This step can be implemented as follows
The person promoting data sharing in the organisation and the data administrator
- prepare comprehensive metadata for the data.
- determine where the data can be published.
- publish the data in a data portal, such as opendata.fi.
- together with the organisation’s communications unit, agree on how they will communicate about the publication of the data.
The organisation's IT professionals
- prepare the data for publication.
This step discusses why and how the organisation should describe the dataset to be opened and where the description data can be published. This description is also referred to as metadata.
Why is describing the dataset important?
Describing datasets helps data users, both people and computers, to understand the data and, consequently, facilitates its re-use. Information that describes the data is called metadata. Metadata provides information, for example, about the dataset's origin, structure or access rights. Without this information it would be impossible to use the data. When data is published on the Internet, its original context can easily be lost, which makes it particularly important to provide the user with metadata.
Let’s say that a dataset contains the number 37. Without metadata, the number 37 can refer to indoor temperature, shoe size, seating position or something else. You need metadata to help you understand the meaning of the number correctly. In this case, the number 37 could refer to indoor temperature and are given in celsius degrees.
Datasets usually have two types of metadata.
- Internal metadata of the dataset describes the data fields of the dataset and their connections.
- For example, the data model can specify the date format used in a table or what the table column ‘name’ refers to.
- To define the data model, the Data Vocabularies tool on the interoperability platform can be used.
- External metadata of the dataset describes the entire set, including its administrator and quality and how the data was produced.
While no Information Management Board recommendation exists on drawing up the metadata, for example the metadata published on the opendata.fi service uses the EU countries’ common DCAT-AP 2.0 data model.
Under the INSPIRE Directive, EU Member States have an obligation to prepare metadata for the spatial data sets and services covered by the Directive and publish them on a search service, which in Finland is Paikkatietohakemisto.
What is the DCAT-AP data model?
The DCAT-AP data model is based on the DCAT (Data Catalog) vocabulary created by the World Wide Web Consortium (W3C). The purpose of the DCAT vocabulary is to harmonise the metadata used by services intended for sharing different datasets.
DCAT-AP also harmonises the metadata required by data portals in different countries by providing a common metadata model that can be used by all portals. There are separate DCAT-AP versions for spatial data (GeoDCAT-AP) and statistical data (StatDCAT-AP).
Benefits of using the DCAT-AP data model:
- When all countries describe their datasets in the same way, datasets will be more interoperable and easier to use, also internationally.

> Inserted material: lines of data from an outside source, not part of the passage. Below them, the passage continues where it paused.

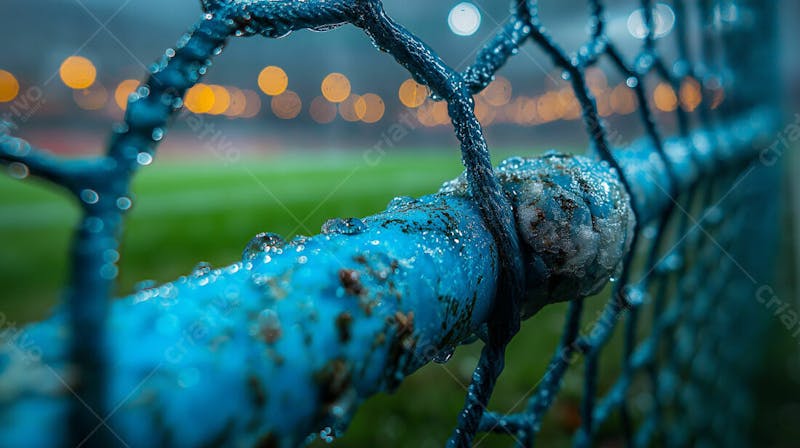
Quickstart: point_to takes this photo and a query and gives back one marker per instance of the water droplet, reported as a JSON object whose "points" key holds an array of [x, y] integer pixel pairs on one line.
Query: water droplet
{"points": [[110, 256], [144, 158], [18, 170], [511, 163], [201, 270], [398, 202], [349, 226], [444, 355], [262, 243], [124, 203], [108, 271], [89, 196]]}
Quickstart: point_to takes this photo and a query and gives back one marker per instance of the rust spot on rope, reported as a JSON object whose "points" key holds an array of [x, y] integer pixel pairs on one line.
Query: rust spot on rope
{"points": [[351, 282]]}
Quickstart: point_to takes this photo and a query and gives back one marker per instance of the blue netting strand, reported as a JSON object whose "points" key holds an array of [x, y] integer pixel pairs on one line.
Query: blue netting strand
{"points": [[646, 195]]}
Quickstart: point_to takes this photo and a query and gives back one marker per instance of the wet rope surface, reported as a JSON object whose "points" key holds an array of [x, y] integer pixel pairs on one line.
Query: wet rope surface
{"points": [[159, 98]]}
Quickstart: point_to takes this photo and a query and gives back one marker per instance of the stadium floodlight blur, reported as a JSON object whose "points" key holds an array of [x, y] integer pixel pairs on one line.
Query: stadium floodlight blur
{"points": [[94, 54]]}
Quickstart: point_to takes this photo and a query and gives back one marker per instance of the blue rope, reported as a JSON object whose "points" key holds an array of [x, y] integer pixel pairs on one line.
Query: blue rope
{"points": [[105, 181]]}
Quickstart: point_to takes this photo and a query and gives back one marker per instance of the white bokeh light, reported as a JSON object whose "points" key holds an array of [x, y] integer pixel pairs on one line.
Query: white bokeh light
{"points": [[464, 19], [663, 19]]}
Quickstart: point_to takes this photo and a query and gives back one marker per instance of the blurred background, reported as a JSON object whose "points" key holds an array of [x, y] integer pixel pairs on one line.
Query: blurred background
{"points": [[284, 134]]}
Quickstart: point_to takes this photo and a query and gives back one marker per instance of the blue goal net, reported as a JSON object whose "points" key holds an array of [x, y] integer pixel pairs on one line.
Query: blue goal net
{"points": [[668, 232]]}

- For example, a description of the data content is available for all datasets, and the descriptions should preferably also be offered in English.

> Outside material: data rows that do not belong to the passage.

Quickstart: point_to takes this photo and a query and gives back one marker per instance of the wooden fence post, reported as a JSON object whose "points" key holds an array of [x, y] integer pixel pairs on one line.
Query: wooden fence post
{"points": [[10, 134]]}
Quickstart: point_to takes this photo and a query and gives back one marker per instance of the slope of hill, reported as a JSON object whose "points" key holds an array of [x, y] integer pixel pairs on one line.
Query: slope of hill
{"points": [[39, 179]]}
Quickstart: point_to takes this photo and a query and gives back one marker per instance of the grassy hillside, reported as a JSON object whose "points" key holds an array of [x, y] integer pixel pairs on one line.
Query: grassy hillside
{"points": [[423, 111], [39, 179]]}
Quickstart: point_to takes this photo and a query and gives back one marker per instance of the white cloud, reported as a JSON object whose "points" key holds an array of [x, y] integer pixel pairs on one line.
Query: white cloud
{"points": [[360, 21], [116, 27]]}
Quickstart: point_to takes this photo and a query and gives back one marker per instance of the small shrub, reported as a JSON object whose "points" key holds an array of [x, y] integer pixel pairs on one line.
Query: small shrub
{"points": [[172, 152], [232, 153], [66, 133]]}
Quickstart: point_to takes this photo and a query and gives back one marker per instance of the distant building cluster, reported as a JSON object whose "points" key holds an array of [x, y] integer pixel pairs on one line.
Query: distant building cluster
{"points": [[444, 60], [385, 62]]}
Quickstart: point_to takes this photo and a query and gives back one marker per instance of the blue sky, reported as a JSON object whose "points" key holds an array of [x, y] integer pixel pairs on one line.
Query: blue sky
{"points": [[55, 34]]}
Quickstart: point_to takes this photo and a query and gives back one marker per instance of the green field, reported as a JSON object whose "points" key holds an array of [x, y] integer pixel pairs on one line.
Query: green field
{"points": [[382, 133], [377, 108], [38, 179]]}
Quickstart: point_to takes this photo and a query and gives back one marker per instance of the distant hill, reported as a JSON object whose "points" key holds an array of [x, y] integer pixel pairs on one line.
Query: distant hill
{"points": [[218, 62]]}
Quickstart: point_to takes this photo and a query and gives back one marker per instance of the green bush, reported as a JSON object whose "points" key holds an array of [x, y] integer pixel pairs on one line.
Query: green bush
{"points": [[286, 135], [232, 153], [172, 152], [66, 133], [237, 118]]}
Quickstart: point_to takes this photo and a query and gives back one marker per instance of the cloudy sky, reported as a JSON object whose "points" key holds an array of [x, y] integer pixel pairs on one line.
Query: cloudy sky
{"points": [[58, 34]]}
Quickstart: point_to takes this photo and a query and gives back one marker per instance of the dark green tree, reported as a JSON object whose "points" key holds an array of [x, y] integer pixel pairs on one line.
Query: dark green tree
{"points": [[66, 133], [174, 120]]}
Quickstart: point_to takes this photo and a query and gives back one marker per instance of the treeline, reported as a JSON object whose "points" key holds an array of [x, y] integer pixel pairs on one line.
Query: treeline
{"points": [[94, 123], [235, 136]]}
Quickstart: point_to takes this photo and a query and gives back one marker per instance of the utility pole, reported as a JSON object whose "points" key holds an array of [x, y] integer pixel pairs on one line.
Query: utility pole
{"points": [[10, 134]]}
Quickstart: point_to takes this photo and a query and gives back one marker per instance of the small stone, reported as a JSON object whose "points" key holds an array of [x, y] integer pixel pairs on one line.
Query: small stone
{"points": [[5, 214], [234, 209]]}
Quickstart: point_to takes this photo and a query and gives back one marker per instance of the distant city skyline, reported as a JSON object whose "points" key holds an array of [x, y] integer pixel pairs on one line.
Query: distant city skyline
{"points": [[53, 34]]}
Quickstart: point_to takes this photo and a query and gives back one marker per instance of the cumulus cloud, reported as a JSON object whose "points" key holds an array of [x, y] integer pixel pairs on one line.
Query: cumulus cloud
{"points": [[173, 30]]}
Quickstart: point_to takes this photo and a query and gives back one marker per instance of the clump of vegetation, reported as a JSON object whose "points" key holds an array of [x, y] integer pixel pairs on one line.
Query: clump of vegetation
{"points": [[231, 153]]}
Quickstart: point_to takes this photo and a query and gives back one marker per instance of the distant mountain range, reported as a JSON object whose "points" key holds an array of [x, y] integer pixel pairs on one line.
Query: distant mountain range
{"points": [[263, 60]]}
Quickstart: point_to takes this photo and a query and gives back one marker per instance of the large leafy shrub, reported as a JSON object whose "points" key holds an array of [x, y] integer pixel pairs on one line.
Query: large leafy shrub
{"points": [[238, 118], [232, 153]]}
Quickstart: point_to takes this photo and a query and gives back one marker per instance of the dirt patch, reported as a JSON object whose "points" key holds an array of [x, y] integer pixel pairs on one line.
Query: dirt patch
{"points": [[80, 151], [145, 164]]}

- A predefined minimum volume of descriptive data guarantees that the datasets have been described to a sufficiently high standard.
- For example, it is impossible for data users to utilise data whose description data does not contain a licence, as the user cannot know what the terms of using the data are.
- The greater the amount of metadata available, the more discoverable the data is
- For example, keywords added to metadata help data users find relevant data in different services.
How should open data be described?
The metadata should be available in both human and machine readable formats.
It is advisable to provide the metadata in Finnish, but also in Swedish and English if possible. In particular, metadata in English is useful for potential international data users. The datasets described in the opendata.fi service can be automatically found in the data.europa.eu service, which compiles European data and thus gives international visibility to open data from different countries. Organisations that have already opened their data have, in connection with publishing the dataset, published descriptive information on the data, including the title, context, producer, content and structure of the published dataset.
Organisations that have already opened their data have published the metadata in connection with the dataset, either on a data portal (such as opendata.fi), on the organisation's website or both.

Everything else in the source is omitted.